Download or read book Fama written by Thelma Fenster and published by Cornell University Press. This book was released on 2018-08-06 with total page 239 pages. Available in PDF, EPUB and Kindle. Book excerpt: In medieval Europe, the word fama denoted both talk (what was commonly said about a person or event) and an individual's ensuing reputation (one's fama). Although talk by others was no doubt often feared, it was also valued and even cultivated as a vehicle for shaping one's status. People had to think about how to "manage" their fama, which played an essential role in the medieval culture of appearances.At the same time, however, institutions such as law courts and the church, alarmed by the power of talk, sought increasingly to regulate it. Christian moral discourse, literary and visual representation, juristic manuals, and court records reflected concern about talk. This book's authors consider how talk was created and entered into memory. They address such topics as fama's relation to secular law and the preoccupations of the church, its impact on women's lives, and its capacity to shape the concept of literary authorship.

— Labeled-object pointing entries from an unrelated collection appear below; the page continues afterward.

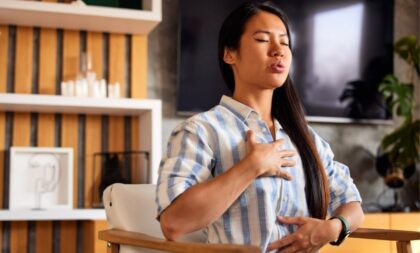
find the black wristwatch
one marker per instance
(345, 231)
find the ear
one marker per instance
(229, 56)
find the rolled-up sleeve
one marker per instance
(188, 161)
(341, 185)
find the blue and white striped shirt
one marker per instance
(211, 142)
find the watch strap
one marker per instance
(345, 231)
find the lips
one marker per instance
(277, 67)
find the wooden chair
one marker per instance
(131, 211)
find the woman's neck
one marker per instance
(260, 101)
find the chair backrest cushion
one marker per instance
(132, 207)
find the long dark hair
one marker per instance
(286, 106)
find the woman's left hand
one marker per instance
(311, 235)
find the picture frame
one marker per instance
(41, 178)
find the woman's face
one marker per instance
(264, 57)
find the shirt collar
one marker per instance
(241, 110)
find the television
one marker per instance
(341, 52)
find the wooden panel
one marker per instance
(43, 241)
(93, 227)
(68, 237)
(117, 66)
(46, 122)
(352, 245)
(93, 125)
(23, 63)
(139, 66)
(69, 133)
(93, 144)
(22, 121)
(4, 35)
(406, 221)
(138, 90)
(4, 38)
(116, 74)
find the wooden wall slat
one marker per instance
(69, 133)
(23, 62)
(93, 124)
(68, 237)
(46, 121)
(117, 66)
(139, 66)
(4, 44)
(138, 90)
(4, 38)
(116, 74)
(22, 121)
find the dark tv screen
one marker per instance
(341, 51)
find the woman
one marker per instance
(250, 171)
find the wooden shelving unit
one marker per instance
(149, 112)
(75, 17)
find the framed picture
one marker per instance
(41, 178)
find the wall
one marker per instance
(353, 144)
(35, 60)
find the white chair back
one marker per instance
(132, 207)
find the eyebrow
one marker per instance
(267, 32)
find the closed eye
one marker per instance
(261, 40)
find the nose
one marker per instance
(276, 50)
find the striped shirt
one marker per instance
(211, 142)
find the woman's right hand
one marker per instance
(269, 158)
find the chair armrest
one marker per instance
(146, 241)
(386, 234)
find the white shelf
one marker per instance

Book The life   cycle in Western Europe  c 1300   c 1500

Download or read book The life cycle in Western Europe c 1300 c 1500 written by Deborah Youngs and published by Manchester University Press. This book was released on 2020-01-03 with total page 255 pages. Available in PDF, EPUB and Kindle. Book excerpt: This is the first study to examine the entire life cycle in the Middle Ages. Drawing on a wide range of secondary and primary material, the book explores the timing and experiences of infancy, childhood, adolescence and youth, adulthood, old age and, finally, death. It discusses attitudes towards ageing, rites of passage, age stereotypes in operation, and the means by which age was used as a form of social control, compelling individuals to work, govern, marry and pay taxes. The wide scope of the study allows contrasts and comparisons to be made across gender, social status and geographical location. It considers whether men and women experienced the ageing process in the same way, and examines the differences that can be discerned between northern and southern Europe. The fourteenth and fifteenth centuries suffered famine, warfare, plague and population collapse. This fascinating consideration of the life cycle adds a new dimension to the debate over continuity and change in a period of social and demographic upheaval.